É uma questão que incomoda parte do PS, e que se tornou mais evidente desde o início da guerra da Ucrânia, quando o PCP assumiu uma posição isolada sobre o conflito. Na altura, não faltavam socialistas que em surdina suspirassem de alívio por já não estarem vinculados a um acordo escrito com o partido e por poderem criticar livremente os comunistas. Ainda assim, na ala pedronunista também se defende uma posição semelhante à que António Costa sempre frisou: uma coisa são os acordos que os partidos assinam a nível nacional, outra é a sua “identidade” e as posições que resolvem assumir noutros planos.

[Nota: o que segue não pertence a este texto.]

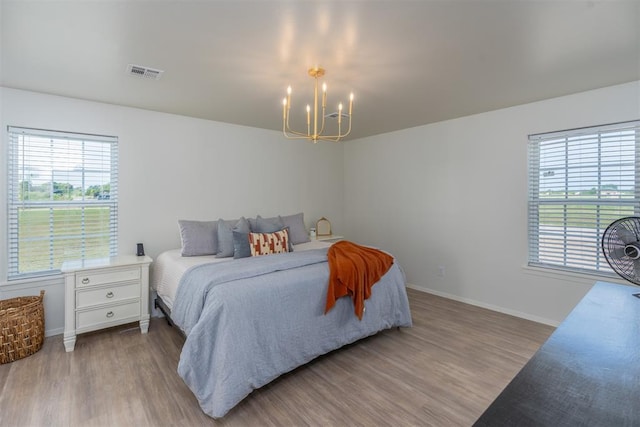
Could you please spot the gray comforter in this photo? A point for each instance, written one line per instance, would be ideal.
(250, 320)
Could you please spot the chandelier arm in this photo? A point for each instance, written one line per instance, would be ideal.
(286, 129)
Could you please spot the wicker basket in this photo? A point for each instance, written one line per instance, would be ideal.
(21, 327)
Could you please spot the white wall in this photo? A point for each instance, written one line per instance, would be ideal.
(454, 194)
(174, 167)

A outra grande questão sobre a qual os candidatos terão de se definir é para quem ficará a reclamação do legado de António Costa — e Carneiro pareceu querer adiantar-se nessa corrida. Primeiro, elogiando o Orçamento do Estado e lembrando que os deputados do PS a aprovaram de forma unânime. Nos aspetos mais polémicos da ação governativa e orçamental, Carneiro fez questão de insistir num ponto: diálogo como solução para tudo, incluindo na Saúde e na Educação.

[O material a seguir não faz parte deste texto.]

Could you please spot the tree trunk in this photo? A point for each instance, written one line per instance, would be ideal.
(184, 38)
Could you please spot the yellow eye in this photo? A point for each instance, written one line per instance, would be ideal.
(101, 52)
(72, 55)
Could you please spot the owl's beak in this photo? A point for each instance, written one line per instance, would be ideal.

Saindo em defesa de alguns dos principais pontos da ação do atual Governo, do qual faz parte — da reforma da estrutura do SNS às contas certas, frisando a importância da “responsabilidade orçamental e financeira” — Carneiro aproveitou para lançar mais um aviso às hostes de Pedro Nuno: será de supor que Pedro Nuno Santos também represente “parte dessa herança”, uma vez que fez parte deste Governo e já aprovou o Orçamento enquanto deputado.

“Pressuponho que não tenha questões de rutura com as opções que estão nessa proposta de Orçamento”, lançou Carneiro, depois de uma sequência de semanas consecutivas de comentário de Pedro Nuno na SIC em que o candidato se dedicou a mostrar a sua discordância de várias opções do Executivo, como o ritmo de redução da dívida pública ou o facto de não haver uma cedência à exigência dos professores para a contagem integral do seu tempo de serviço.

Insistindo depois na “autonomia” que o PS não pode perder para manter os tais diálogos transversais — no caso da direita, sobre a reforma do sistema político e fiscal e os apoios às empresas, exemplificou — o candidato à liderança socialista deu ainda mais um passo em frente. Questionado pelos jornalistas sobre a possibilidade de viabilizar um Governo do PSD para que este não dependa do Chega, Carneiro disparou: “Não será por mim que o Chega chega ao poder no nosso País”.

Depois da primeira entrevista, as diferenças entre os dois caminhos alternativos para o PS começam a desenhar-se. Falta ouvir Pedro Nuno Santos, que apresenta a sua candidatura esta segunda-feira e começará então a explicar qual é o caminho que defende para o PS — e para o país.